Costs, lack of staff, infection control and other types of regulatory pressures are contributing to the decline of on-premise operations

A confluence of rising workforce wage pressures and attrition, along with rising inflationary and infection control concerns, could cap a decades-long trend toward outsourcing laundry processing services among skilled nursing facilities.

Joe Ricci, CEO and president of TRSA, the national association representing companies that supply, launder and maintain linens and uniforms, says increasing regulatory compliance pressure on skilled nursing facilities will continue to drive up the cost of their operations.

“Outsourcing to commercial laundries will yield cost savings that can be used to offset these rising costs” in areas such as recruitment and hiring operations, Ricci said. He also predicted finding the workers to meet new staffing and regulatory requirements will be very difficult in a labor market growing more challenging by the day. 

Nursing homes have been experiencing these trends for years now, according to a recent report from the accounting and advisory firm Marcum.

“Laundry statistics suggest outsourcing of laundry services is very common in the hospital environment, and we are now beginning to see this slow shift in the long-term care arena as well,” Marcum noted. “We expect to see this increasing movement to continue in the years to come.”

Laundry hours per patient day have been consistently declining year after year, as much as 5% from 2018 to 2019. During the same time, the national average hourly wage for laundry staff has been consistently increasing. Meanwhile, regulatory and liability arguments against on-premise laundries (OPLs) are mounting.

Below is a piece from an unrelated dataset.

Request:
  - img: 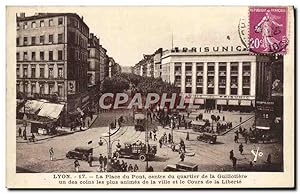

With their economies of scale, outsourced laundries say they spend 34% to 40% less per pound on the most costly items in OPL laundry production budgets: plant labor wages, employee benefits and natural gas. These account for 60% of all OPL laundry production expenses.

Examples culled from a cost estimator tool at trsa.org/oplsavings show a 50-bed nursing home in California with a 90% occupancy rate would save $35,714 a year by outsourcing, while the same facility in Illinois would save $28,138.